Safis Solutions presented in Germany on Medical Device Registration in China
Safis Solutions was invited to present in Tuttlingen Germany on the topic of “Medical Device Registration in China” on June 28th. The GMP and Regulatory Affairs Conference was hosted by Safis’ new Germany Medical Device Regulatory partner, which received the 2016 distinguished award of one of the TOP 100 Innovative companies in Germany. The conference aimed at providing attendees with an update on the status, challenges, and changes regarding Quality and Regulatory Compliance within Europe, as well as to announce the partnership and new regulatory service offering to China (through Safis Solutions).

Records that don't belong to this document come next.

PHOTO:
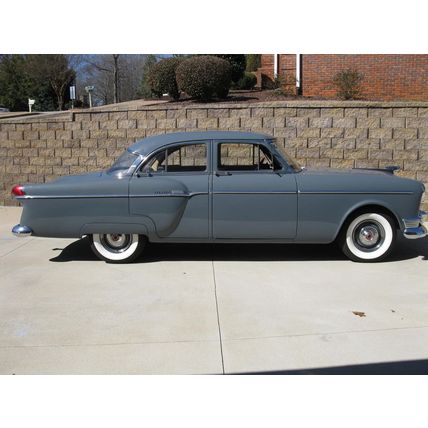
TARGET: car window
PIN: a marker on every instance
(183, 158)
(245, 157)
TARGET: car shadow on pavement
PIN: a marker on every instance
(406, 367)
(81, 251)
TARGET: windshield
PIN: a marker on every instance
(123, 163)
(289, 159)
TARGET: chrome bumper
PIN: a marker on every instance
(21, 231)
(414, 228)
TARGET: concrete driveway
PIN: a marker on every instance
(209, 309)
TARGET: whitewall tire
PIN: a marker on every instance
(117, 247)
(368, 237)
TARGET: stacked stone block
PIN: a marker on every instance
(323, 134)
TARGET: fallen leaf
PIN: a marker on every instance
(359, 314)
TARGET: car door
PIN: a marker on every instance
(171, 188)
(253, 196)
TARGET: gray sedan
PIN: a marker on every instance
(227, 187)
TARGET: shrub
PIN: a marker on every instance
(162, 78)
(237, 64)
(348, 84)
(247, 81)
(253, 62)
(204, 77)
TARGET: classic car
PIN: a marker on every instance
(228, 187)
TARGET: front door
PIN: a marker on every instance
(171, 188)
(253, 198)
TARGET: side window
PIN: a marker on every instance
(245, 157)
(183, 158)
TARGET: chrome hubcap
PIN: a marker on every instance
(116, 242)
(369, 236)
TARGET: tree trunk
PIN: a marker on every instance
(116, 78)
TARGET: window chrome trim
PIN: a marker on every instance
(144, 159)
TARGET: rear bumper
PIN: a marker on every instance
(21, 231)
(414, 227)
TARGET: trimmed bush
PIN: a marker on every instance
(253, 62)
(162, 78)
(204, 77)
(248, 81)
(237, 64)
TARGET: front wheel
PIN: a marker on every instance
(368, 237)
(117, 247)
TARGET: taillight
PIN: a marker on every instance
(18, 190)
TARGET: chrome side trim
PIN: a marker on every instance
(69, 196)
(254, 193)
(415, 232)
(173, 193)
(21, 231)
(344, 192)
(414, 228)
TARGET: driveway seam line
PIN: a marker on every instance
(15, 249)
(326, 334)
(218, 317)
(66, 345)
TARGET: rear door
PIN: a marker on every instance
(253, 197)
(171, 188)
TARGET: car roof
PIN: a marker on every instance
(149, 144)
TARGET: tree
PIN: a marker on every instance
(115, 77)
(14, 82)
(52, 69)
(43, 77)
(145, 90)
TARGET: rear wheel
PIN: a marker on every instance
(368, 237)
(117, 247)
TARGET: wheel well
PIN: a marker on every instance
(369, 208)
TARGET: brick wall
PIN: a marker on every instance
(319, 134)
(386, 77)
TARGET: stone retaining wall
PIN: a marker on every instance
(319, 134)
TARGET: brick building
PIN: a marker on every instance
(386, 77)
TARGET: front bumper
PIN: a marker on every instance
(414, 227)
(21, 231)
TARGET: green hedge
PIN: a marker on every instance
(162, 78)
(204, 77)
(248, 81)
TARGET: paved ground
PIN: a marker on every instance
(205, 309)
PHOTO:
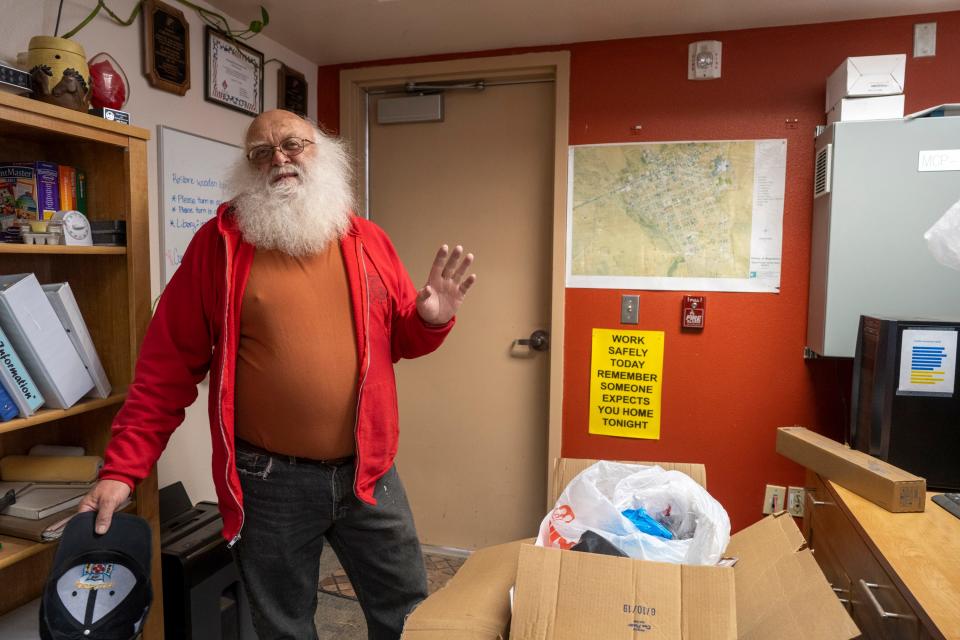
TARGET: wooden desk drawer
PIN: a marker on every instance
(876, 605)
(835, 573)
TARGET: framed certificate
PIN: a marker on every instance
(233, 73)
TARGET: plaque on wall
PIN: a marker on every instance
(291, 91)
(166, 41)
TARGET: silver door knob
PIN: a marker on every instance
(539, 340)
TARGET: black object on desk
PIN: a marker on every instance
(949, 501)
(8, 499)
(203, 598)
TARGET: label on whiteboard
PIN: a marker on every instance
(940, 160)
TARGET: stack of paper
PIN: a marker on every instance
(39, 338)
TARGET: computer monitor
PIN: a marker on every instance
(905, 407)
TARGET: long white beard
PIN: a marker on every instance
(298, 217)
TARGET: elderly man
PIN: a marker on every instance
(298, 310)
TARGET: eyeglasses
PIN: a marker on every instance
(290, 147)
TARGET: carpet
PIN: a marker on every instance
(440, 568)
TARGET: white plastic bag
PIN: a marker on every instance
(943, 238)
(596, 498)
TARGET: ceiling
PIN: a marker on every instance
(335, 31)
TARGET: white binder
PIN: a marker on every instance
(64, 304)
(41, 341)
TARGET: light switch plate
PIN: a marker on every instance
(924, 39)
(630, 309)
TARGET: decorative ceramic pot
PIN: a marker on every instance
(60, 73)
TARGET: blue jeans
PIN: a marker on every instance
(290, 506)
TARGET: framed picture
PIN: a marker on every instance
(291, 90)
(166, 47)
(233, 73)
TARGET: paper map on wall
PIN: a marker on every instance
(704, 216)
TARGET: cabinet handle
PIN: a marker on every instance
(868, 588)
(838, 591)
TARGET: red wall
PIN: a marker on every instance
(728, 388)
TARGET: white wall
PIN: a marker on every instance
(187, 457)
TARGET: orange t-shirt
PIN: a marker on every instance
(296, 387)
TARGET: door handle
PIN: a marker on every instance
(539, 340)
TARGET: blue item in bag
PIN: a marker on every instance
(645, 522)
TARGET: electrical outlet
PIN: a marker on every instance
(795, 500)
(773, 498)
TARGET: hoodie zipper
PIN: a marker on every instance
(223, 363)
(366, 364)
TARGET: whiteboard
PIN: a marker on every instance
(193, 170)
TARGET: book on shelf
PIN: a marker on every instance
(42, 530)
(39, 338)
(64, 304)
(8, 408)
(45, 529)
(68, 187)
(37, 500)
(16, 379)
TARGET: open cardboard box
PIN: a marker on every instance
(775, 590)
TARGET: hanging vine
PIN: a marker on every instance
(211, 18)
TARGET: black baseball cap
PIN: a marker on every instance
(99, 587)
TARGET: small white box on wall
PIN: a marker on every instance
(703, 61)
(877, 108)
(864, 76)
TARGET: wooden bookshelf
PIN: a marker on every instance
(15, 550)
(62, 249)
(112, 288)
(48, 415)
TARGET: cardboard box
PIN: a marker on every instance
(879, 482)
(775, 590)
(474, 604)
(866, 76)
(857, 109)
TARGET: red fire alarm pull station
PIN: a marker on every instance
(694, 313)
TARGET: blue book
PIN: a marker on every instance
(16, 381)
(8, 409)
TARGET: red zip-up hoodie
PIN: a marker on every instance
(196, 329)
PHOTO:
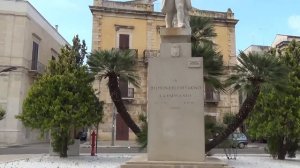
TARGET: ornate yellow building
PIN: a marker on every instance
(135, 25)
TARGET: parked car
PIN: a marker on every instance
(82, 136)
(240, 140)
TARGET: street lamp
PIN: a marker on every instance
(8, 69)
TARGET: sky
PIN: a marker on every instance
(259, 20)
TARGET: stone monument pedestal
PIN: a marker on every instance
(142, 162)
(175, 107)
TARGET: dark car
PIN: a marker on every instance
(239, 139)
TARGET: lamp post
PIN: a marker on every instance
(8, 69)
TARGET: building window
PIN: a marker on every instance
(35, 54)
(124, 41)
(126, 90)
(211, 95)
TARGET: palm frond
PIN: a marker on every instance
(253, 69)
(120, 62)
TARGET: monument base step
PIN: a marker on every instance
(142, 162)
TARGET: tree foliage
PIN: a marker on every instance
(63, 99)
(276, 116)
(116, 65)
(253, 73)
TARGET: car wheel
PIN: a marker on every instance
(241, 145)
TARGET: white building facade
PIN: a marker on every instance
(27, 42)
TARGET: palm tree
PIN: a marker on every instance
(116, 65)
(254, 73)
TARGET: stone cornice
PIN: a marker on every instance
(218, 17)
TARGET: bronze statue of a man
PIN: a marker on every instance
(178, 10)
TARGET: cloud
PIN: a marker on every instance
(294, 22)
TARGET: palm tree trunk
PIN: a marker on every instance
(282, 149)
(243, 113)
(115, 94)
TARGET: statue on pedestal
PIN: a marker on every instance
(177, 13)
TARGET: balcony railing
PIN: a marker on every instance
(36, 68)
(135, 51)
(212, 97)
(150, 54)
(129, 95)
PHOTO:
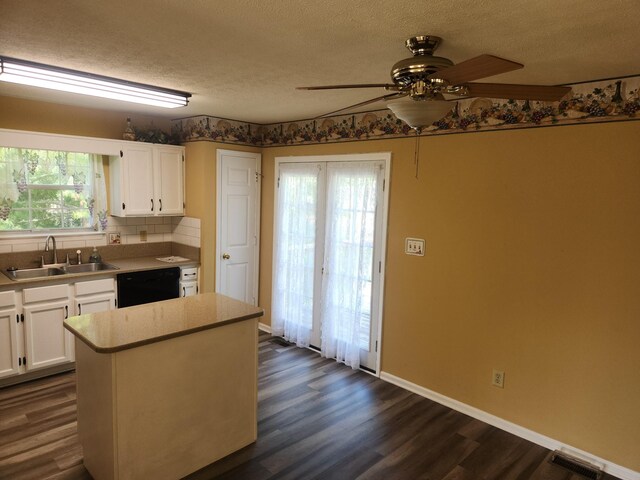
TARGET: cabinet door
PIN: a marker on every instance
(8, 342)
(137, 181)
(47, 342)
(187, 289)
(95, 303)
(169, 178)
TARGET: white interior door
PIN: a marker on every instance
(238, 224)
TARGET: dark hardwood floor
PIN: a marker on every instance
(317, 420)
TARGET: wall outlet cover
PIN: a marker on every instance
(414, 246)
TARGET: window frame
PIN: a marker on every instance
(57, 142)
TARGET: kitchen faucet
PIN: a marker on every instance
(55, 250)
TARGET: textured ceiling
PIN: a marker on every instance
(242, 59)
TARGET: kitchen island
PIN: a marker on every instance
(165, 388)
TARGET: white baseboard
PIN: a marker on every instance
(522, 432)
(264, 328)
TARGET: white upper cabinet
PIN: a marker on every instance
(168, 168)
(147, 180)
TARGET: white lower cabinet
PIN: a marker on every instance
(32, 334)
(47, 343)
(10, 357)
(95, 296)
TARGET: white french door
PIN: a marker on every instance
(330, 218)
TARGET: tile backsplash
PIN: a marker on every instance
(182, 230)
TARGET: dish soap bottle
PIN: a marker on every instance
(95, 256)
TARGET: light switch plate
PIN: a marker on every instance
(414, 246)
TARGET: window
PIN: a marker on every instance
(51, 190)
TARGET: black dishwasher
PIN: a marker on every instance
(148, 286)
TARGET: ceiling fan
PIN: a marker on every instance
(421, 82)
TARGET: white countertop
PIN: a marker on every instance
(130, 327)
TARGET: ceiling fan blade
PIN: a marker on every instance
(517, 92)
(475, 68)
(366, 102)
(388, 86)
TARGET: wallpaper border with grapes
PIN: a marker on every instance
(591, 102)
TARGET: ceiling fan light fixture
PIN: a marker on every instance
(420, 114)
(62, 79)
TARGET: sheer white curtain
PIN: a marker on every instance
(294, 259)
(348, 259)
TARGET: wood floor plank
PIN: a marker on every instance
(317, 419)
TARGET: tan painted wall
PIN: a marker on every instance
(20, 114)
(532, 267)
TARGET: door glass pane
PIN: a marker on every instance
(349, 249)
(294, 260)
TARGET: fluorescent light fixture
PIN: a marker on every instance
(45, 76)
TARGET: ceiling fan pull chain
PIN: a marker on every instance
(416, 161)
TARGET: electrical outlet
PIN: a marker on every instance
(414, 246)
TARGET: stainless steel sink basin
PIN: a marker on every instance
(28, 273)
(57, 269)
(88, 267)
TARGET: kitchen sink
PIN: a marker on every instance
(28, 273)
(58, 269)
(88, 267)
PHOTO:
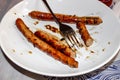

The conference consisted of 5 key presentations:
Industry 4.0 in Medical Engineering
New ISO 13485 – What Has Changed?: current status of Medical Device regulations
Aggravated Surveillance by Notified Bodies & Authorities
Medical Device Registration in China
Developments of Regulatory Requirements in Medical Device
The conference not only focused on emerging trends related to medical device policy, engineering, education but allocated significant time in an open forum format with successful interactions among attendees. Included were interactive exhibits by Quality System software providers. This conference continues to grow and gain recognition, illustrating the importance of the collaboration with niche specialty service providers of trusted, high ethical services.
Safis Solutions was honored to participate and to unveil the new partnership which offers regulatory submission services to China for EU manufacturers. Safis continues to provide core consulting services in the areas of Regulatory Affairs, Quality Compliance (GxP), Computer System Validation, and supplier audits for pharmaceutical, medical device, and biotechnology industries worldwide.